Returning a large type into a `Box` without copies

I've been under the impression that rustc tends to return large types from functions by allocating the space for it before the function call, passing the address of the allocated memory to the function, and writing the return value inside the function through that pointer.

In the following example, based on calling the functions foo_ok and bar_ok it seems like this kind of thing might be happening also when the function call expression is being passed as the argument to a std::boxed::box_new call, because if something like this didn't happen you'd expect both foo_ok and bar_ok to cause a stack overflow, which they don't.

But in the same example code, the slightly different functions foo_bad and bar_bad do cause a stack overflow when used in the same way. Can someone explain this behavior to me? By the way, whether compiling in debug or release mode doesn't seem to make a difference.
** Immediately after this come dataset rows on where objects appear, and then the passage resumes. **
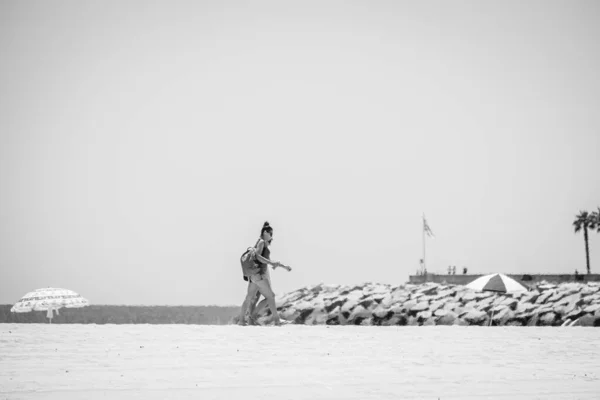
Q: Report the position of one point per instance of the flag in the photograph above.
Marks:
(426, 228)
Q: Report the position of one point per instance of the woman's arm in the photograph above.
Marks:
(259, 257)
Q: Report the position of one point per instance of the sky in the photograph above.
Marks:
(143, 144)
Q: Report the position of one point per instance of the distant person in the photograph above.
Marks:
(260, 282)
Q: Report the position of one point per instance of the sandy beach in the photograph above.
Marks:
(297, 362)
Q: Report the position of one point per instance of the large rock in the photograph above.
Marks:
(468, 296)
(530, 297)
(589, 290)
(533, 320)
(317, 317)
(408, 305)
(359, 312)
(510, 303)
(428, 290)
(503, 316)
(586, 320)
(421, 306)
(574, 299)
(475, 317)
(545, 296)
(523, 308)
(548, 319)
(592, 309)
(435, 305)
(424, 315)
(380, 311)
(442, 294)
(447, 319)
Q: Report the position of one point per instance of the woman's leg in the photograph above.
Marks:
(260, 307)
(264, 287)
(252, 308)
(251, 295)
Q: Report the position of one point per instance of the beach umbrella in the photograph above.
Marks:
(498, 283)
(49, 299)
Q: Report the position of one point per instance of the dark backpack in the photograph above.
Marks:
(250, 265)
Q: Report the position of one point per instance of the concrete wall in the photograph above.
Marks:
(525, 278)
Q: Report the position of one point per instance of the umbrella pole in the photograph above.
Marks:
(492, 318)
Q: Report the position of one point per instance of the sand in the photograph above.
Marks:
(297, 362)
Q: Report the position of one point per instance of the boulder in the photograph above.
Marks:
(548, 318)
(421, 306)
(447, 319)
(574, 300)
(359, 312)
(289, 314)
(586, 320)
(533, 320)
(484, 295)
(442, 294)
(592, 309)
(450, 305)
(435, 305)
(424, 315)
(468, 296)
(546, 286)
(428, 289)
(380, 311)
(525, 308)
(503, 316)
(588, 290)
(486, 301)
(475, 317)
(395, 320)
(317, 317)
(576, 313)
(471, 305)
(334, 304)
(545, 296)
(441, 312)
(510, 303)
(530, 297)
(557, 296)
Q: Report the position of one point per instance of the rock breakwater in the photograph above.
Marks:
(545, 304)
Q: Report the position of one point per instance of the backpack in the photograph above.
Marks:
(250, 265)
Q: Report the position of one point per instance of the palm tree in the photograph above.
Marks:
(585, 221)
(596, 219)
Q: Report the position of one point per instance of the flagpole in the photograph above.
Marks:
(424, 267)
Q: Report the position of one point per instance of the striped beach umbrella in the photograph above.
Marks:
(49, 299)
(499, 283)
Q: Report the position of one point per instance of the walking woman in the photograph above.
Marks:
(260, 282)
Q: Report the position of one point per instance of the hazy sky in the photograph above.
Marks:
(143, 144)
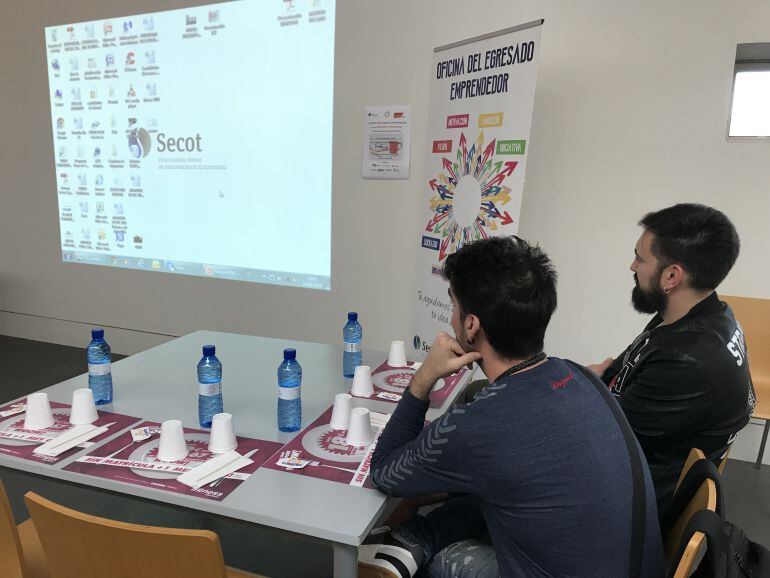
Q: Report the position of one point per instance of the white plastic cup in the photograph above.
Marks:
(173, 446)
(362, 381)
(38, 414)
(222, 438)
(343, 402)
(360, 428)
(83, 410)
(397, 355)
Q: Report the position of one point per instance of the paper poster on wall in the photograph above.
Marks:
(387, 131)
(482, 95)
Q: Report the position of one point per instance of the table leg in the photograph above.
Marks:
(345, 561)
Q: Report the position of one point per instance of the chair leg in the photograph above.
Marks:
(762, 444)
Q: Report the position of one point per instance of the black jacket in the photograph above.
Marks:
(684, 385)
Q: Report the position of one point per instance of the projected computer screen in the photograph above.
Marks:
(198, 141)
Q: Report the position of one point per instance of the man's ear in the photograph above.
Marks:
(472, 326)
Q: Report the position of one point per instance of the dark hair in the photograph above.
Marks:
(699, 238)
(510, 286)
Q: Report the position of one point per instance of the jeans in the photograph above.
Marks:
(449, 537)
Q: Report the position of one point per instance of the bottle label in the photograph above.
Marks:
(99, 368)
(289, 392)
(208, 389)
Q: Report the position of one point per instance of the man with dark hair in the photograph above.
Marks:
(522, 460)
(684, 382)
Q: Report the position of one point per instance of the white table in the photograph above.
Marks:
(160, 384)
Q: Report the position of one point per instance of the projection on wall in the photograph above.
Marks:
(198, 141)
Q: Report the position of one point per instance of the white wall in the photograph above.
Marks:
(630, 116)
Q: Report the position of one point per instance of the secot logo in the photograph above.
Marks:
(187, 144)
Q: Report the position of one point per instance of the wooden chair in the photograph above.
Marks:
(705, 498)
(754, 317)
(78, 545)
(20, 553)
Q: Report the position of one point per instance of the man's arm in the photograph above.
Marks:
(410, 460)
(665, 396)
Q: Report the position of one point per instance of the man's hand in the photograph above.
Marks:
(445, 358)
(600, 368)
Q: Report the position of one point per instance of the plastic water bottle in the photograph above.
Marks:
(99, 358)
(209, 386)
(351, 335)
(289, 392)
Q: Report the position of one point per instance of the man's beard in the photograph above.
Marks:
(652, 300)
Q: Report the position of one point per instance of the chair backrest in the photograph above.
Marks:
(754, 317)
(11, 557)
(704, 498)
(78, 545)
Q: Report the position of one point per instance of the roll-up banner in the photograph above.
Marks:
(482, 94)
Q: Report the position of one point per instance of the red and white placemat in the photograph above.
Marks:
(18, 442)
(136, 462)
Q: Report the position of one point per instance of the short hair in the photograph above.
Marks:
(510, 286)
(699, 238)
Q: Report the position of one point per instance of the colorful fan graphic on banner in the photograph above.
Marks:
(478, 163)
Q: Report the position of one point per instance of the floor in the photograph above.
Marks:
(31, 365)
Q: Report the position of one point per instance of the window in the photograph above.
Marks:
(750, 106)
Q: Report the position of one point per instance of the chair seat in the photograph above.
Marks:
(235, 573)
(34, 557)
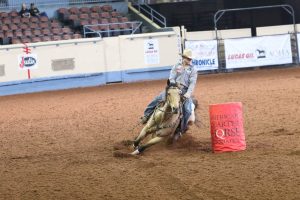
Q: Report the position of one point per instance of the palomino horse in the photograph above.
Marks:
(163, 122)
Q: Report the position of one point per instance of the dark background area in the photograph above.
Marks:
(198, 15)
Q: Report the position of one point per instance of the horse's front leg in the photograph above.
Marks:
(151, 142)
(145, 131)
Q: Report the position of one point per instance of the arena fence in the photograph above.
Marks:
(16, 4)
(230, 52)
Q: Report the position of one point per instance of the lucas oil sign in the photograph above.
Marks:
(27, 61)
You can try the following code here at the playground.

#![feature(liballoc_internals)]
#![allow(dead_code)]
#![allow(internal_features)]
#![allow(unused_variables)]

fn foo_ok() -> [u32; 10_000_000] {
    let arr = [10; 10_000_000];
    arr
}

fn foo_bad() -> [u32; 10_000_000] {
    let mut arr = [5; 10_000_000];
    arr[0] = 42;
    arr
}

fn bar_ok(take_five: bool) -> [u32; 10_000_000] {
    if take_five {
        [5; 10_000_000]
    } else {
        [0; 10_000_000]
    }
}

fn bar_bad(take_five: bool) -> [u32; 10_000_000] {
    let arr = if take_five {
        [5; 10_000_000]
    } else {
        [0; 10_000_000]
    };
    arr
}

fn main() {
    {
        let foo = std::boxed::box_new(foo_ok());
        let bar_true = std::boxed::box_new(bar_ok(true));
        let bar_false = std::boxed::box_new(bar_ok(false));

        // Prints 10 5 0
        println!("{} {} {}", foo[0], bar_true[0], bar_false[0]);
    }

    {
        // Any one of the following lines causes stack overflow
        // let foo = std::boxed::box_new(foo_bad());
        // let bar_true = std::boxed::box_new(bar_bad(true));
        // let bar_false = std::boxed::box_new(bar_bad(false));
    }
}

There are currently multiple proposals in flight for "initializer expressions" or "placement new", which would allow initializing a new value directly in a Box without putting it on the stack first.
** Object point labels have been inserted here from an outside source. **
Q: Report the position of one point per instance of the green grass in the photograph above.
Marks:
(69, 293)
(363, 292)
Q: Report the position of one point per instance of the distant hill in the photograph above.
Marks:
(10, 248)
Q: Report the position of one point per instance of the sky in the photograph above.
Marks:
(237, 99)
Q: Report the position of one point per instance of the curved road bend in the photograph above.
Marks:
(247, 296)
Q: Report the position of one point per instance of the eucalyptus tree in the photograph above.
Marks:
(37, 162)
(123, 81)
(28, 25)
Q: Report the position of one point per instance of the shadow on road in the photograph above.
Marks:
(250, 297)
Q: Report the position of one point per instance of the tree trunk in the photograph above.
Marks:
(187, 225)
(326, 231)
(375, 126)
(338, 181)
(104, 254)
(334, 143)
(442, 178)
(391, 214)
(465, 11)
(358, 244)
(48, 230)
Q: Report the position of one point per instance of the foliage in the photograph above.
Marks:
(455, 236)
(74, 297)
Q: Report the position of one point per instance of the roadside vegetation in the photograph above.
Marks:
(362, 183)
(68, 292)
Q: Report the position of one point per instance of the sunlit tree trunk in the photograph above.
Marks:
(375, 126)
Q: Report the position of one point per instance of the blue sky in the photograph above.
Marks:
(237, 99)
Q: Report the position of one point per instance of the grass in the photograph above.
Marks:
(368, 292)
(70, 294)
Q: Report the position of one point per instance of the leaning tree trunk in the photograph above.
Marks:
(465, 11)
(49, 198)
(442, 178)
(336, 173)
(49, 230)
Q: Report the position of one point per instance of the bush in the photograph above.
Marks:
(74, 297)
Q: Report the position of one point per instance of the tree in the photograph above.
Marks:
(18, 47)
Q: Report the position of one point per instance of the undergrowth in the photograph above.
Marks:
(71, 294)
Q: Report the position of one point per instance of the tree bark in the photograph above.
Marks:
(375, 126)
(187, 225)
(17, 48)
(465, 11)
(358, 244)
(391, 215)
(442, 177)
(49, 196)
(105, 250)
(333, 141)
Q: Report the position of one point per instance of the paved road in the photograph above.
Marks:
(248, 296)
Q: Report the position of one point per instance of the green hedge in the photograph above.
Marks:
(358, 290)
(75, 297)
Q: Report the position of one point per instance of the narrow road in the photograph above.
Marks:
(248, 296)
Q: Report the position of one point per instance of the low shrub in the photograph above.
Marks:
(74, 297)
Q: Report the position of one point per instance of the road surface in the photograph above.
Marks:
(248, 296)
So, it's a simple case of std::boxed::box_new not being fully implemented for all its intended use cases, but it (or some other syntax/function for the same purpose) is being worked on.

Currently the most reliable method to avoid it is to create an uninit box, then writing the values into it, one by one for large arrays or slices and then calling assume_init.

1 Like

Dead while waiting for a language feature :skull:

The most recent work I am aware of is Public view of rust-lang | Zulip team chat , but I didn't yet seen it going anywhere public

In my production code, I am usually having fn(Pin<&mut Uninit>) -> Pin<&mut Init> signatures, but you are losing the Drop and most likely will have to have some (Initialized) bool in Uninit to ensure user is not trying to reuse the allocation again.

BTW, if your actual use case is large arrays, build them up in vectors or with iterator APIs. There's no good reason to use [u8; 10_000_000] ever. (Or, really, even [RealisticNontrivialType; 2_000].)

let foo: Box<[u8]> = repeat_n(0, 9_999_999).chain([1, 2]).collect();
dbg!(foo.len());

works even in debug mode https://play.rust-lang.org/?version=stable&mode=debug&edition=2024&gist=8438fa1a1436b2a12e78dde9eab67482

2 Likes

I would add a bit of nuance.

In embedded with there are use cases for statically allocated arenas and buffers when you don't have dynamic allocation. But that is more likely it be 8 or 16k on the upper end (most likely smaller than that).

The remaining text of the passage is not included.